Outro importante desafio a ser observado é a distância em que a sociedade civil se encontra de estar no centro da tomada de decisão. Na reunião da Trilha Financeira em 24 de março de 2025, uma demanda levantada pela sociedade civil, especificamente o Movimento Nacional de População em Situação de Rua (MNPSR), é de que essa busca de diálogo com a sociedade civil se converta em políticas públicas. Por enquanto, apesar da implementação dos espaços de diálogo com a sociedade civil, sua participação está bastante restrita às formas de “consulta”. As proposições da sociedade civil dentro do BRICS passarão por um processo de análise e seleção que não é feito pela mesma, mas sim por representantes dos governos. Quais filtros serão aplicados nessa seleção? Além disso, por ser um grupo informal, como serão os mecanismos de avaliação da implementação das demandas populares? Nesse sentido pode-se almejar muito mais da participação da sociedade civil na governança internacional, para além de um caráter consultivo que ela atinja o caráter decisório.

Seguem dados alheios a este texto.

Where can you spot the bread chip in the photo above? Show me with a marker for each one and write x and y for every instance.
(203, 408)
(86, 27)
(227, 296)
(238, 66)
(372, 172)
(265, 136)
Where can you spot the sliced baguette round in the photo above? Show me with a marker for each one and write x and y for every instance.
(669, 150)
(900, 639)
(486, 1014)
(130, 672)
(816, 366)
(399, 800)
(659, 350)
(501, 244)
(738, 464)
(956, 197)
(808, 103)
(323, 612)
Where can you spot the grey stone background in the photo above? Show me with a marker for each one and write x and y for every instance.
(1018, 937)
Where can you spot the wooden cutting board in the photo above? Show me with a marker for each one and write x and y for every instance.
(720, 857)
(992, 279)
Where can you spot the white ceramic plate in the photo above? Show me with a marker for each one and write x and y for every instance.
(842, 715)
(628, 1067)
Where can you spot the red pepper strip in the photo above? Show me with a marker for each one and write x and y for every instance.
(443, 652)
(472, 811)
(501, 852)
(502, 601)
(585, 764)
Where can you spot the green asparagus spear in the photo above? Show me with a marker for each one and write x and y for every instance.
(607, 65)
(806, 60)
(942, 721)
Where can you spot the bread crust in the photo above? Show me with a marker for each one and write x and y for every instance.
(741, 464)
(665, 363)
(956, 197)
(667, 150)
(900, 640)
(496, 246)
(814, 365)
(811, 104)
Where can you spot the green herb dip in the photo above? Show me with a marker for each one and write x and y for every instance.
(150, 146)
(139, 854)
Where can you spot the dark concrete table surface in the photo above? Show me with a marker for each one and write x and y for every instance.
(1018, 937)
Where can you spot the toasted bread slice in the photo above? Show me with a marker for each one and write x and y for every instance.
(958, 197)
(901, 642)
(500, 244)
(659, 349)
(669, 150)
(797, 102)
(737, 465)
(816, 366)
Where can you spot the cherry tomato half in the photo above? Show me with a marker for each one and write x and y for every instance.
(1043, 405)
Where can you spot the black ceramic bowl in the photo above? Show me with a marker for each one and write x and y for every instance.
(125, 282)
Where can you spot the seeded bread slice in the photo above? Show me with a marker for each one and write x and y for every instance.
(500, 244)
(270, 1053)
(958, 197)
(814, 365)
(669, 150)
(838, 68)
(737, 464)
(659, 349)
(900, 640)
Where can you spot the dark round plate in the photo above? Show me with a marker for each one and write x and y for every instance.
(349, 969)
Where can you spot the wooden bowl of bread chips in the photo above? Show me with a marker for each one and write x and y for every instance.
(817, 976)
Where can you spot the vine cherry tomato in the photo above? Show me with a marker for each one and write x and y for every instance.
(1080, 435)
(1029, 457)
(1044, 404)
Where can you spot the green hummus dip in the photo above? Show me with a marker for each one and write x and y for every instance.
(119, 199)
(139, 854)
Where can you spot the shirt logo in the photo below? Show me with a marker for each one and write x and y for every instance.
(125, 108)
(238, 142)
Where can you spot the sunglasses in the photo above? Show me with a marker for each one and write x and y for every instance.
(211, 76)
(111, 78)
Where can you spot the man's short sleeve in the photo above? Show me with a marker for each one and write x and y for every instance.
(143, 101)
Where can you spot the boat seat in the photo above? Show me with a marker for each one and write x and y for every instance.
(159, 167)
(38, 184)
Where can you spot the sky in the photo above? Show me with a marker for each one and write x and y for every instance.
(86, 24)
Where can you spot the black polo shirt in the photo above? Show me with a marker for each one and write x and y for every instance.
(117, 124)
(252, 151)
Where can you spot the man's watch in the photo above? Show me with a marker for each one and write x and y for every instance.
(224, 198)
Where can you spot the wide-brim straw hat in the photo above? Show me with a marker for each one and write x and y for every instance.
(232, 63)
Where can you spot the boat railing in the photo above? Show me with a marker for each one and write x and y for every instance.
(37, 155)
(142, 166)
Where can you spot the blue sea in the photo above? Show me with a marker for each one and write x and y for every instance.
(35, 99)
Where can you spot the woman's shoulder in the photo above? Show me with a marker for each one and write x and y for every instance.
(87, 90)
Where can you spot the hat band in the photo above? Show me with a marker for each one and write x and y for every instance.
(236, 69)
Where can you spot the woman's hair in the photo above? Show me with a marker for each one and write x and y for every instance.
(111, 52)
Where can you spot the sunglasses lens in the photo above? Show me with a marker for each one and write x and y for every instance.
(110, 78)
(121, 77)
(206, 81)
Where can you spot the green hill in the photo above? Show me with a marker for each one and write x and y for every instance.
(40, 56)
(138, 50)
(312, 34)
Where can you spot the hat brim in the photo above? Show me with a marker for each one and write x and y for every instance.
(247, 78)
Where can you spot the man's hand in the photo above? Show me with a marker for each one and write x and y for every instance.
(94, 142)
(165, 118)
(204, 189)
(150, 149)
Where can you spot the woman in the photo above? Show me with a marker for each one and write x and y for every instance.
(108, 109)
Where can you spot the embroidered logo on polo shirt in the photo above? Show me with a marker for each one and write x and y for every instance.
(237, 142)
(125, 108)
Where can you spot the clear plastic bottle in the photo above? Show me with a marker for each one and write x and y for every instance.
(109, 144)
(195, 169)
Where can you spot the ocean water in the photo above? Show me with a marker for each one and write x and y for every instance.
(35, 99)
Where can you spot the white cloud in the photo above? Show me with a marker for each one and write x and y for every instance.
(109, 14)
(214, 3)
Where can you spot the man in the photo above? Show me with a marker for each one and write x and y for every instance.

O Brasil dá um grande passo para a mudança de paradigmas internacionais ao propor a implementação da participação social nos BRICS, e nos demais grupos e conferências que presidiu e virá a presidir, desde 2023. Isso porque são raros os momentos em que se dá voz à sociedade civil no âmbito internacional e a política externa é comumente avaliada como insulada, excludente e até mesmo secreta. Essa onda brasileira, de trazer para perto a sociedade civil nos seus momentos de protagonismo internacional, mostra sua intenção de contribuir para uma nova ordem mundial, baseada na democracia, inclusão e transparência. Isso resulta em um maior reconhecimento internacional para o Brasil, mas também para o BRICS, que amplia sua legitimidade e compromisso com o Sul Global e o combate às desigualdades.